ApoE ^−/− valves exhibit increased back-leak. (A) Experimental configuration used for valve tests. Calibration bar = 40 μm. (B–C) Examples of back-leak tests over the pressure range 0–10 cmH₂O for isolated valves from ApoE ^+/+ and ApoE ^−/− popliteal lymphatics. When closed, the ApoE ^+/+ valve showed only very slight back leak (B), comparable to that of normal valves in previous studies; (C) in contrast, the ApoE ^−/− valve began to leak when Pout exceeded ∼3 cmH₂O. (D) Summary data show that ApoE ^+/+ valves, when closed, effectively prevent back-leak whereas ApoE ^−/− valves consistently showed back-leak when Pout exceeded ∼3 cmH₂O; back-leak was significant at all Pout levels ≥4 cmH₂O. Statistical differences were assessed via mixed-effects model ANOVAs with Geisser-Greenhouse correction with Sidak’s multiple comparisons tests.

FIGURE 3

ApoE ^−/− valves require a higher adverse pressure gradient for closure. (A–B) Examples of valve closure tests for isolated ApoE ^+/+ (A) and ApoE ^−/− (B) valves. Note the difference in the y-axis scales between the two panels. (C) Summary data showing that normal valves require a slightly higher adverse (Pout-Pin) pressure gradient (ΔP) to close a valve as baseline pressure (Pin) rises. (D) When ΔP for closure is plotted as a function of normalized diameter, the relationship is curvilinear. A gradient of .1 cmH₂O is sufficient to close a typical valve at low diameter (∼.6 D/Dmax), whereas a higher pressure gradient (2–15 cmH₂O) is needed near maximal diameter. 7 of 7 ApoE ^+/+ valves closed within the normal range of adverse pressure gradients.

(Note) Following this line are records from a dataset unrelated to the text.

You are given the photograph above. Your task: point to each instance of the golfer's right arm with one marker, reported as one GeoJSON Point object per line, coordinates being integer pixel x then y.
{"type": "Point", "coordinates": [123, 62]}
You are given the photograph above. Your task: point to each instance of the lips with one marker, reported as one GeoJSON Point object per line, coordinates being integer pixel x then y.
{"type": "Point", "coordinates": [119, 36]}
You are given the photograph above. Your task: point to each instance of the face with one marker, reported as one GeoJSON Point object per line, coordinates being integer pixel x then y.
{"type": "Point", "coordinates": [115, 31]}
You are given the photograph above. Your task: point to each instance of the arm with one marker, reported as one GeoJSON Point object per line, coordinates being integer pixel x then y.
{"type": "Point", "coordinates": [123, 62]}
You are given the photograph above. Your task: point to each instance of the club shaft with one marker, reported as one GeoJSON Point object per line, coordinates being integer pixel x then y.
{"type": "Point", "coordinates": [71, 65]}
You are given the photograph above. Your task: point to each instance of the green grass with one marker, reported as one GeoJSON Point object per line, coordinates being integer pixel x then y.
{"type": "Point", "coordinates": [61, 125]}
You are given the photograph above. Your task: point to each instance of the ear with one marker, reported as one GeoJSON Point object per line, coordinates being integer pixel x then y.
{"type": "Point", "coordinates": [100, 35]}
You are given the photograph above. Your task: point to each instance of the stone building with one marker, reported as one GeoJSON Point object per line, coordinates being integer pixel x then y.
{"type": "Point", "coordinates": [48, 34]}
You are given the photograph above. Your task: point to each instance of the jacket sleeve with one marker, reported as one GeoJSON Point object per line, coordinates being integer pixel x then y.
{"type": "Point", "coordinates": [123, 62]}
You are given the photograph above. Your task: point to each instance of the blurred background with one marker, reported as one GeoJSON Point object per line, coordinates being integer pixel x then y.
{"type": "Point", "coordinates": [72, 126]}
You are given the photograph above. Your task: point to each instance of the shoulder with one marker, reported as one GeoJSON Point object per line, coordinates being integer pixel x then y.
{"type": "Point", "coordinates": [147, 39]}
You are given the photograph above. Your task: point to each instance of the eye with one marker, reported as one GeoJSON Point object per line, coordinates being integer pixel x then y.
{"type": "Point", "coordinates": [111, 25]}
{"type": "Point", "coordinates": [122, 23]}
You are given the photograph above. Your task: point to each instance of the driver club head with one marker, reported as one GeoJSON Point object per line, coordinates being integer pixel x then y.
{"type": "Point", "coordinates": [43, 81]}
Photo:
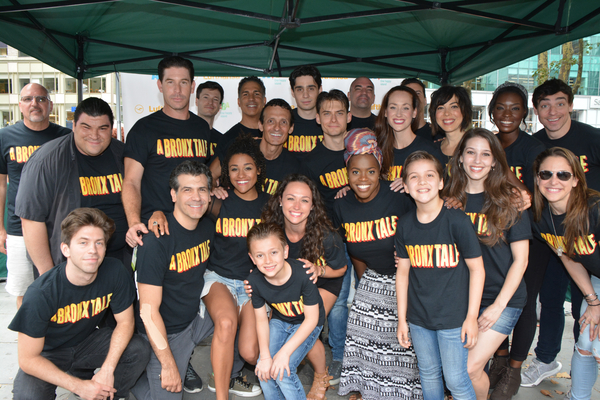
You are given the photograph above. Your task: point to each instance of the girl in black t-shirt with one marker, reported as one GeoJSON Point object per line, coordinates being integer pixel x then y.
{"type": "Point", "coordinates": [480, 182]}
{"type": "Point", "coordinates": [439, 281]}
{"type": "Point", "coordinates": [374, 364]}
{"type": "Point", "coordinates": [566, 216]}
{"type": "Point", "coordinates": [297, 207]}
{"type": "Point", "coordinates": [297, 312]}
{"type": "Point", "coordinates": [451, 112]}
{"type": "Point", "coordinates": [229, 264]}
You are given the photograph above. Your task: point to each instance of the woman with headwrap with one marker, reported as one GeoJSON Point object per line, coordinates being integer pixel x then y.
{"type": "Point", "coordinates": [375, 365]}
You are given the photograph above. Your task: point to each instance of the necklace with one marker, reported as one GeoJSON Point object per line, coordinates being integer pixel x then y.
{"type": "Point", "coordinates": [560, 249]}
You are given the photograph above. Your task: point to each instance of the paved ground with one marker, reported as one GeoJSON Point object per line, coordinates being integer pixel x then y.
{"type": "Point", "coordinates": [201, 360]}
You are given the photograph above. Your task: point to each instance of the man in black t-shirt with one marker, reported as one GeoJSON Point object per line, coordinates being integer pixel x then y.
{"type": "Point", "coordinates": [158, 143]}
{"type": "Point", "coordinates": [305, 82]}
{"type": "Point", "coordinates": [84, 168]}
{"type": "Point", "coordinates": [362, 97]}
{"type": "Point", "coordinates": [170, 277]}
{"type": "Point", "coordinates": [17, 144]}
{"type": "Point", "coordinates": [553, 104]}
{"type": "Point", "coordinates": [209, 98]}
{"type": "Point", "coordinates": [276, 122]}
{"type": "Point", "coordinates": [251, 100]}
{"type": "Point", "coordinates": [59, 342]}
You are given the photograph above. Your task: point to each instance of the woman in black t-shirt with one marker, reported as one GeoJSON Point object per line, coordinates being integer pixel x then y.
{"type": "Point", "coordinates": [566, 216]}
{"type": "Point", "coordinates": [451, 112]}
{"type": "Point", "coordinates": [297, 207]}
{"type": "Point", "coordinates": [479, 180]}
{"type": "Point", "coordinates": [374, 365]}
{"type": "Point", "coordinates": [229, 264]}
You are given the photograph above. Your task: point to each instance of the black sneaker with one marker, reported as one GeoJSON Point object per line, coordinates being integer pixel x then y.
{"type": "Point", "coordinates": [193, 383]}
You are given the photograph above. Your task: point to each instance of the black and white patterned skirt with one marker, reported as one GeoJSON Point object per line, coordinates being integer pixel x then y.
{"type": "Point", "coordinates": [374, 362]}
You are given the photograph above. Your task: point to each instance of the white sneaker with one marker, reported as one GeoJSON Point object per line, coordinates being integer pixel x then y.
{"type": "Point", "coordinates": [538, 371]}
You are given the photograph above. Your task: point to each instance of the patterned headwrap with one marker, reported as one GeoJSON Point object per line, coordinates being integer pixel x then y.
{"type": "Point", "coordinates": [362, 141]}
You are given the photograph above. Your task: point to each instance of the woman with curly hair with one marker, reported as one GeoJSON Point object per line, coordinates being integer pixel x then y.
{"type": "Point", "coordinates": [395, 129]}
{"type": "Point", "coordinates": [229, 264]}
{"type": "Point", "coordinates": [298, 208]}
{"type": "Point", "coordinates": [566, 216]}
{"type": "Point", "coordinates": [479, 181]}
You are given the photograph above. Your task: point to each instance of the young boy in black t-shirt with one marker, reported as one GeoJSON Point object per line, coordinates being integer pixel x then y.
{"type": "Point", "coordinates": [297, 312]}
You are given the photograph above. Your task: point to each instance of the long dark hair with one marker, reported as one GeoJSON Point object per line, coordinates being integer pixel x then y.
{"type": "Point", "coordinates": [385, 133]}
{"type": "Point", "coordinates": [317, 224]}
{"type": "Point", "coordinates": [499, 193]}
{"type": "Point", "coordinates": [581, 198]}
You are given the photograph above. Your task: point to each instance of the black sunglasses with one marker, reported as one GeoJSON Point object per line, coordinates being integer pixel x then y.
{"type": "Point", "coordinates": [562, 175]}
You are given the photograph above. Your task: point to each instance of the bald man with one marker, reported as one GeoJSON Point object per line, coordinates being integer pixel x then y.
{"type": "Point", "coordinates": [17, 143]}
{"type": "Point", "coordinates": [362, 97]}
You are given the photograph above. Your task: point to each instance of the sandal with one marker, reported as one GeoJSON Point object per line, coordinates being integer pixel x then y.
{"type": "Point", "coordinates": [319, 387]}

In contrast, 5 of 11 ApoE ^−/− valves showed normal closure curves, 4 of 11 closed at low diameters but would not close at higher diameters, and 2 of 11 ApoE ^−/− valves would not close at any adverse pressure gradient tested. Statistical differences were assessed via mixed-effects model ANOVAs with Geisser-Greenhouse correction with Sidak’s multiple comparisons tests.

FIGURE 4

ApoE ^−/− vessels have impaired pump strength. (A) Experimental configuration used for pump test of a 2-valve lymphangion. Calibration bar = 35 μm. Pump test examples for an ApoE ^+/+ vessel (B) and a ApoE ^−/− vessel (C). (D) Pump test results for isolated, 2-valve popliteal lymphatic segments from ApoE ^+/+ and ApoE ^−/− mice. On average ApoE ^−/− vessels were only able to pump against an adverse pressure gradient of 1.2 cmH₂O, compared to 4.8 cmH₂O for ApoE ^+/+ vessels. Statistical differences were assessed via Mann-Whitney test. Valve positions: 1 = open; 0 = closed.

FIGURE 5

ApoE ^−/− vessels exhibit hyperpermeability. (A–B) Increased leak of Evan’s Blue dye is evident in vivo in ApoE ^−/− vessels (B) compared to ApoE ^+/+ vessels (A). Arrows mark sites of leakage. (C) Ex vivo quantification of albumin permeability (P_s) for ApoE ^+/+ vessels (n = 15) and ApoE ^−/− vessels (n = 20). The averages were 21 × 10^–7 cm/s vs. 109 × 10^–7 cm/s for the controls vs. knockouts, respectively, which was significantly different based on a Mann-Whitney test. There was high variability in the ApoE ^−/− group, with 8 of 20 ApoE ^−/− vessels having severely elevated permeability (statistically significant by Mann-Whitney test) compared to ApoE ^+/+ vessels when the data were split into subpopulations, and 12 of 20 vessels were within the range of ApoE ^+/+ vessels (not significantly different by Mann-Whitney test).

FIGURE 6

Low Investiture of lymphatic muscle cells at valve areas. Three examples showing that, compared to ApoE ^+/+ vessels, ApoE ^−/− vessels have reduced LMC coverage in valve sinus regions. LMCs were stained with anti-SMA. Valve regions were identified by CD31 staining (not shown for clarity).